De lo cual se deduce la importancia de elegir el día adecuado.

Una mañana, después de pasar largo rato revolviendo en los distintos cobertizos, establos y almacenes que hay salpicados por El Valero, Pedro apareció en nuestra terraza mientras nos desayunábamos con nuestro muesli, una cosa que él aborrecía. Había venido a despedirse. Mirando tímidamente hacia abajo y apoyándose primero en un pie y luego en el otro, me ofreció un par de trozos de madera cortados de una forma extraña y con una muesca en cada extremo.

– Son para ti, un regalo de despedida.

– ¡Huy!, muchas gracias, Pedro… ¿qué son?

– Pues camalas, qué van a ser. Las he hecho yo.

– ¿Y para qué sirven?

– Para colgar los cerdos.

– Ah, gracias.

– Y esto también -musitó-. Esto es para los dos. Lo he envuelto en una bolsa de plástico para que no se ensucie.

Alargué la mano cuidadosamente para coger el regalo que él sujetaba con el brazo extendido.

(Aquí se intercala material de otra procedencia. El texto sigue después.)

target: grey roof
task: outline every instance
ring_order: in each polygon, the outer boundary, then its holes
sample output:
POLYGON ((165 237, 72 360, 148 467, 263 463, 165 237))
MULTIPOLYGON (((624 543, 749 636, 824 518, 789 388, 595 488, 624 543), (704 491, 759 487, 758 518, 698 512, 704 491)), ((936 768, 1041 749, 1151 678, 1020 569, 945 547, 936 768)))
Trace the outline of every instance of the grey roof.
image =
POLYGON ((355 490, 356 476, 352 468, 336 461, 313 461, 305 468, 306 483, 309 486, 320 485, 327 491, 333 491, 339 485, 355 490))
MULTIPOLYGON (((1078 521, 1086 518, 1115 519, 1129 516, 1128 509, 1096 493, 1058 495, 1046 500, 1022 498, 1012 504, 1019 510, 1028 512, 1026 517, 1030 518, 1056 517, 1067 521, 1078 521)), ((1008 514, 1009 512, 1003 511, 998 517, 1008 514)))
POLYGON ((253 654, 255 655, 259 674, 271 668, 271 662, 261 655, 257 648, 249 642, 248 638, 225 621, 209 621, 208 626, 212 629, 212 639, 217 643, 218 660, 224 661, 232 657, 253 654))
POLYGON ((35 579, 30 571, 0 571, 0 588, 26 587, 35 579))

Resultaba totalmente obvio que se trataba de un ladrillo.

– ¿Y esto qué es? -pregunté, modulando mi voz para no desentonar con la solemnidad de la ocasión.

– Un ladrillo -dijo, como si me acabara de entregar las llaves de las dependencias de sus mujeres-. Lo pones ahí e impide que esa ventana golpee cuando hace viento.

– Muchísimas gracias por estos regalos, Pedro. Me acordaré siempre de ti cuando use este ladrillo y estas… mm… ¿camelas?

– Camalas…

Tras lo cual se volvió para marcharse.

– Espera, Pedro -grité, sorprendido de encararme con sus espaldas cuando yo aún seguía titubeando en busca de unas palabras de despedida-. No puedes irte así.

Pedro se detuvo brevemente y me estudió con expectación, y lo mismo hizo Ana. Pero yo continué a pesar de todo.

– Ya sabes que siempre serás bienvenido aquí con nosotros. De hecho, puedes tratar esta casa como si fuera tuya.

Pedro emitió un gruñido.

– El Valero no será lo mismo sin ti. ¿No es verdad, Ana?

– Desde luego que no -contestó de un modo un tanto ambiguo.

– ¡Bah!, ya es hora de que me vaya -masculló-. ¿De qué os sirve un viejo como yo por el cortijo? No haría más que estorbar con todos esos nuevos planes que tenéis.

Y diciendo esto, desató su caballo mientras yo le seguía camino abajo devanándome los sesos para encontrar alguna manera de infundir alguna efusividad a la despedida.

– Anda, sujétame esto mientras me subo -dijo mientras me alargaba la cuerda del cabezal.

– Pero vendrás a vernos, ¿verdad? -le pregunté.

– Puede, o puede que no. Mandaré a Pepe a que suba a por los cerdos. Dales un cubo de higos a cada uno. Y no te olvides del agua.